Wer dachte, mit Sahra Wagenknecht zieht sich die einzige linkspolitische Persönlichkeit zurück, der irrt. In der Sendung sitzt bereits ein Nachfolger: Alexander Jorde, angehender Krankenpfleger. Im September 2017 brachte er Kanzlerin Angela Merkel in einer Live-Sendung arg in Verlegenheit, weil er sie für die Missstände in der Pflege kritisierte. Diesmal attackiert er CDU-Mann de Maizière und die ebenfalls anwesende FDP-Frau Katja Suding. Während die von einem überregulierten Arbeitsmarkt (de Maizière) und Entlastung durch Digitalisierung (Suding) sprechen, veranschaulicht Jorde die Probleme im Alltag.

Gewinne im Gesundheitssystem sind ein Fehlanreiz

"In der Pflege ist es möglich, zwölf Tage am Stück zu arbeiten und zwischen allen drei Schichttypen hin und her zu wechseln", erzählt er. In seinem Tarifvertrag sei es möglich, bis 21 Uhr zu arbeiten und am nächsten Morgen um sechs Uhr wieder zu beginnen. Man müsse sich dann noch umziehen, nach Hause fahren, viele haben Kinder, Familie. Einige Kollegen würden während einer Schicht bis zu zehn Kilometer gehen, dazu komme der psychische Stress durch die Verantwortung für Menschenleben. Es sei dann programmiert, dass fast jeder Dritte im Pflegebereich gefährdet sei, einen Burn-out zu erleiden.

Als Suding die Privatisierung von Krankenhäusern und Pflegeheimen verteidigt, kommt wieder Jorde mit Konkretem: Das Unternehmen Fresenius habe einmal eine spanische Klinikkette übernommen, dann habe der Vorsitzende von Fresenius gesagt: In Spanien liegen Patienten durchschnittlich vier Tage im Krankenhaus, in Deutschland sechs, man müsse effizienter werden und auch an die vier Tage rankommen.

Auswirkung: "Wir müssen viel mehr Dinge in viel kürzerer Zeit machen, damit der Patient früher das Krankenhaus verlässt. Die Arbeitsbelastung steigt um ein Vielfaches. Das ist einzig allein zurückzuführen auf die Privatisierung und den Kostendruck auf die Häuser", beklagt Jorde. Er macht den Unternehmen aber nicht einmal einen Vorwurf. Ein solches könnte nur bestehen, wenn es Gewinne macht. Das sei aber im Gesundheitssystem ein Fehlanreiz.

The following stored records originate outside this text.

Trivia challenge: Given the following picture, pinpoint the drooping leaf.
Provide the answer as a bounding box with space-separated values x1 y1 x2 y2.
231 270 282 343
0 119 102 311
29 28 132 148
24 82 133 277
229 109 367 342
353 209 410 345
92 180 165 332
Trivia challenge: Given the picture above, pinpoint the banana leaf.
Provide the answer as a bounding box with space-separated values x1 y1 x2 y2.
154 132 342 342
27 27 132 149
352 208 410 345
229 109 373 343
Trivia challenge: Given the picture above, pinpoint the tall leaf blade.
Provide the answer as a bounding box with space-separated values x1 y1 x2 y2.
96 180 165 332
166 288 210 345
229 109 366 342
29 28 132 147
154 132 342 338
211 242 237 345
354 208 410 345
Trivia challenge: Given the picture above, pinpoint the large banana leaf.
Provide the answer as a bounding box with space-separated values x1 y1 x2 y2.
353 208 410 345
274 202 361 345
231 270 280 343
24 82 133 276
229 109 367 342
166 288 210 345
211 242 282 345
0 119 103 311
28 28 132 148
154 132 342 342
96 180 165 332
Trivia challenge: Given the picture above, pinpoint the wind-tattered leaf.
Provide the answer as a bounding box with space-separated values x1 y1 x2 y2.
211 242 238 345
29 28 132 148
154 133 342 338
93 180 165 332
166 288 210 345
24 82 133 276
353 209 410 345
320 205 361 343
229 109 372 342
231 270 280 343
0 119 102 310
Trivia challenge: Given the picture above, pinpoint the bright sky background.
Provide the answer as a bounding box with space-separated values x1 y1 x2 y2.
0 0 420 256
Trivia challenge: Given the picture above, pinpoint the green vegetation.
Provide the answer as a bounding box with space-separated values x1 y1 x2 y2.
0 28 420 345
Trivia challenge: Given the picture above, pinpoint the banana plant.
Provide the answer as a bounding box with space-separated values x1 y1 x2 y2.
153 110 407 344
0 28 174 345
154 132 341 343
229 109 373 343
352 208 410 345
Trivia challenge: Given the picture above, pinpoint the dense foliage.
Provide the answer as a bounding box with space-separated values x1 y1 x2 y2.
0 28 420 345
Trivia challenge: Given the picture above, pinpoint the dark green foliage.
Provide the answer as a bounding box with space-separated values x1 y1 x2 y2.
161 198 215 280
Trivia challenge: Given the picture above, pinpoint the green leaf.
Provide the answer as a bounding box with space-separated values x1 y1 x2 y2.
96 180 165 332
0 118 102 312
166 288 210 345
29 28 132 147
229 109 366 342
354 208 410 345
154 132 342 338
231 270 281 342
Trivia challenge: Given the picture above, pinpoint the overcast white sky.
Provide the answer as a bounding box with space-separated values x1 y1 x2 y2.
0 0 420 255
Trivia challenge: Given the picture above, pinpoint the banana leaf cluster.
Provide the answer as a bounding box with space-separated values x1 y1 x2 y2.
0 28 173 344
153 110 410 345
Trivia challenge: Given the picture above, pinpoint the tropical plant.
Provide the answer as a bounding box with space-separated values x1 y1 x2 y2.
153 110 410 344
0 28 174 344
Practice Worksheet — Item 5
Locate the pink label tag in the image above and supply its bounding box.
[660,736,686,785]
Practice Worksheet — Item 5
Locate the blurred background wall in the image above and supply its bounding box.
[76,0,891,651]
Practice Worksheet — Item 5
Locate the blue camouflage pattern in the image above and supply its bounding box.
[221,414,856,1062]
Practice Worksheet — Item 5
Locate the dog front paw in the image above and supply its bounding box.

Jorde ist zuletzt in die SPD eingetreten. Ob der Politikbetrieb was für ihn wäre? Er schnauft tief durch. "Wenn es irgendwann so ist, dass es passt und sich eine Chance ergibt, dann würde ich vielleicht 'Ja' sagen." Er fürchte aber den Druck, die Anfragen von Bürgern und Medien, das viele Engagement in der Freizeit. Sahra Wagenknecht hätte vielleicht ein paar Tipps für ihn, damit umzugehen.